LANDONI, VERONICA I.; RODRIGUEZ-RODRIGUES, NAHUEL; CASTILLO, LUIS A.; CARESTIA, AGOSTINA; DE CAMPOS NEBEL, MARCELO; MARTIRE-GRECO, DAIANA; BIRNBERG WEISS, FEDERICO; SCHATTNER, MIRTA; SCHIERLOH, PABLO; FERNANDEZ, GABRIELA C.

Congreso; LXV Reunión Anual de la Sociedad Argentina de Inmunología 2017 - Reunión Conjunta de Sociedades de Biociencias; 2017

Hemolytic Uremic Syndrome (HUS) is the most common cause of pediatric renal failure. Linked to Gram (-) Shiga toxin-producing (Stx) infections, lipopolysaccharide (LPS) and neutrophils (PMN) can potentiate the disease. Since endothelial damage is characteristic of HUS, PMN-platelet (Plts) interaction in the context of Stx could promote netosis causing endothelial damage. We have shown that Stx2 increases netosis induced by LPS-treated Plts and endothelial cytotoxicity in vitro. The aim of this work is to study in detail this phenomenon and determine the relevance of netosis in a murine model of HUS. We determined in vitro by FACS that Stx2 stimulation of LPS-treated Plts increased the formation of PMN-Plts mixed aggregates (% CD11b+CD61+ p≤0,05) and increased the activation of both PMN (CD11b p≤0,05) and Plts (P-selectin p≤0,05).

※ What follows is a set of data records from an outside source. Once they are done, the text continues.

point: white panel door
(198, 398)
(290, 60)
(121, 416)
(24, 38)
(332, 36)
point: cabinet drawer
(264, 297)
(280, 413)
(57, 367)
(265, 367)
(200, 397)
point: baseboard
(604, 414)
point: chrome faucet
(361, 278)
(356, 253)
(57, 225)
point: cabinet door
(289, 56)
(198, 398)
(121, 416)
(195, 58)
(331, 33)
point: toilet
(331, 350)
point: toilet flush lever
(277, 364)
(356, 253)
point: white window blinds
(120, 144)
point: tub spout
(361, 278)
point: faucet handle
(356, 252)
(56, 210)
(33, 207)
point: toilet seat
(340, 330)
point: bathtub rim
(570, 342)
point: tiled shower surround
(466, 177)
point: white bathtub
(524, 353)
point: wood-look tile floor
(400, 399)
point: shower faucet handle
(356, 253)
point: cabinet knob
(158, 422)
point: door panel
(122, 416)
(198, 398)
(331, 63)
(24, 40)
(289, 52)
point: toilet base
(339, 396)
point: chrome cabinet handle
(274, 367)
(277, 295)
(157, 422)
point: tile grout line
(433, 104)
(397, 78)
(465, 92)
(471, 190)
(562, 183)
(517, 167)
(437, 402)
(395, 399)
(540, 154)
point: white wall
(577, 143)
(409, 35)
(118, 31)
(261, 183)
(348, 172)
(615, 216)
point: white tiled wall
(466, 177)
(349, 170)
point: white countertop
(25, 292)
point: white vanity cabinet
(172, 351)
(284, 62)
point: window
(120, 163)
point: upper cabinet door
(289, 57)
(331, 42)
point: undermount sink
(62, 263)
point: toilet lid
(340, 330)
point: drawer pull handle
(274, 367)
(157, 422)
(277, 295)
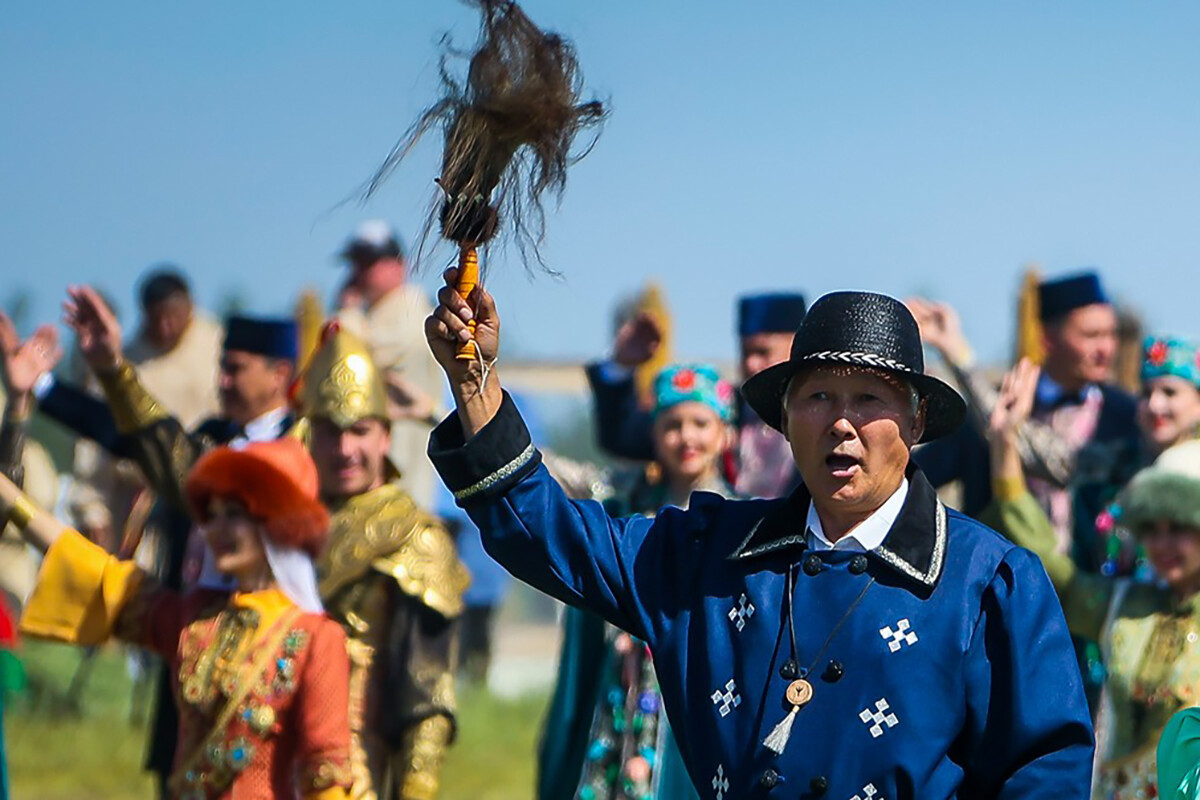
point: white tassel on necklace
(778, 738)
(798, 693)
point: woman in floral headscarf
(606, 737)
(1149, 631)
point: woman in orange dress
(261, 674)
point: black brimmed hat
(858, 329)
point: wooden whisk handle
(468, 278)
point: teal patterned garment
(606, 734)
(1179, 757)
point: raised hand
(1015, 402)
(941, 329)
(95, 325)
(473, 382)
(25, 361)
(637, 340)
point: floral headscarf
(696, 383)
(1170, 356)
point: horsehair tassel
(468, 278)
(778, 738)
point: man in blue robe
(855, 639)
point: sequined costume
(261, 685)
(1151, 643)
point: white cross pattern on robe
(900, 636)
(720, 783)
(729, 699)
(742, 612)
(879, 717)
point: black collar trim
(913, 547)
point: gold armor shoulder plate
(384, 530)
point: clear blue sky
(897, 146)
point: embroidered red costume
(262, 686)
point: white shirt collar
(869, 534)
(265, 427)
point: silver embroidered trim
(935, 564)
(869, 359)
(497, 476)
(769, 547)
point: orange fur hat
(277, 483)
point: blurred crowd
(1083, 450)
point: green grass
(94, 752)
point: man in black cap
(382, 307)
(256, 370)
(1081, 443)
(856, 638)
(762, 461)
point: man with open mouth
(853, 639)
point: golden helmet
(341, 382)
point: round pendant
(799, 692)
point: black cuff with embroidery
(495, 458)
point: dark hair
(162, 283)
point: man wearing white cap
(381, 306)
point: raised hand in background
(941, 329)
(95, 326)
(1012, 411)
(25, 361)
(637, 340)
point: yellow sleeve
(81, 591)
(331, 793)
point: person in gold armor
(390, 576)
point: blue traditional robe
(952, 678)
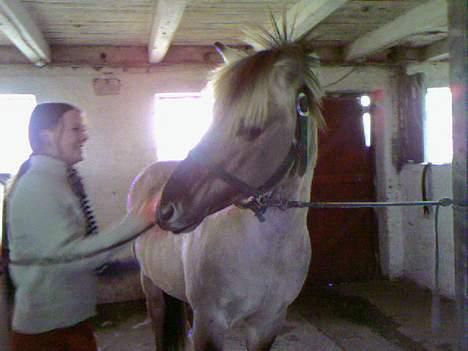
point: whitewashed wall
(418, 230)
(121, 139)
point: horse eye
(250, 134)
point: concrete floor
(377, 315)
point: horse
(224, 244)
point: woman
(53, 302)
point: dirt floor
(373, 316)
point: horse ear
(228, 54)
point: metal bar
(441, 202)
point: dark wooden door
(343, 240)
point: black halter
(257, 199)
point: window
(365, 102)
(181, 119)
(438, 126)
(14, 145)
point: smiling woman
(14, 146)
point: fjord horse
(240, 262)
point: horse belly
(159, 256)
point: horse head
(266, 106)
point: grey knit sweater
(45, 220)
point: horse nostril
(166, 212)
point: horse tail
(175, 326)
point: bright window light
(366, 122)
(365, 102)
(438, 126)
(14, 144)
(181, 119)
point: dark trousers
(79, 337)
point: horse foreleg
(208, 333)
(156, 309)
(168, 317)
(262, 331)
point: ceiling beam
(423, 18)
(167, 16)
(437, 51)
(22, 31)
(306, 14)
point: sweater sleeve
(46, 224)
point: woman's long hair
(45, 116)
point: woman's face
(69, 137)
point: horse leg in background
(156, 309)
(207, 332)
(167, 317)
(262, 330)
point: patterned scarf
(77, 187)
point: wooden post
(457, 45)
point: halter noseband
(257, 199)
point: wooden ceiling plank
(422, 18)
(22, 31)
(168, 14)
(437, 51)
(306, 14)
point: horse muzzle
(168, 219)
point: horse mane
(243, 89)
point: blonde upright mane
(246, 89)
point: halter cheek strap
(257, 198)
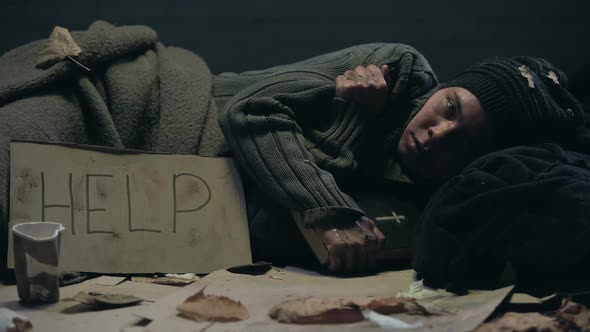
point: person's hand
(367, 86)
(353, 248)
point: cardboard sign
(131, 212)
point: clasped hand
(352, 248)
(367, 86)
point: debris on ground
(202, 307)
(314, 310)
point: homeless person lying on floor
(303, 141)
(305, 135)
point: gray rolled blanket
(139, 94)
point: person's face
(448, 131)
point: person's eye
(451, 110)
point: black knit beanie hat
(526, 99)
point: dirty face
(449, 131)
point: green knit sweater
(300, 144)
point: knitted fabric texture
(525, 98)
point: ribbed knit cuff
(331, 215)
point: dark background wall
(239, 35)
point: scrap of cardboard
(260, 293)
(131, 212)
(106, 281)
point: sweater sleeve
(270, 145)
(265, 127)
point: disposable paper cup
(36, 260)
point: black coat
(527, 206)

Additionally, the increased netosis promoted by Stx2 stimulation of LPS-treated Plts was dependent on the PMN-Plts-mediated P-selectin junction. In order to corroborate in vitro findings, mice administrated with LPS and Stx2 showed an increased % of PMN-Plts blood aggregates (%Gr1+CD61+ p≤0.05) in LPS+Stx2 treated mice. Also the NETs in this group were increased measured using an ELISA kit (PMN Elastase-DNA levels p≤0.05).Correlating with this, endothelial damage was higher in LPS+Stx2 treated mice (von Willebrand Factor, vWF levels in plasma p≤0.05). NETs were digested and levels of Elastase-DNA decreased correlating with vWF diminution. Finally, in order to evaluate the role of circulating Plts mice were depleted of Plts. We observed in LPS+Stx2 mice without Plts that, both netosis (Elastase-DNA levels p≤0.05) and endothelial damage levels (vWF p≤0.05) decreased compared to LPS+Stx2. These results demonstrate the relevance of LPS+Stx2 induced netosis on vascular damage and the fundamental role of Plts in this phenomenon.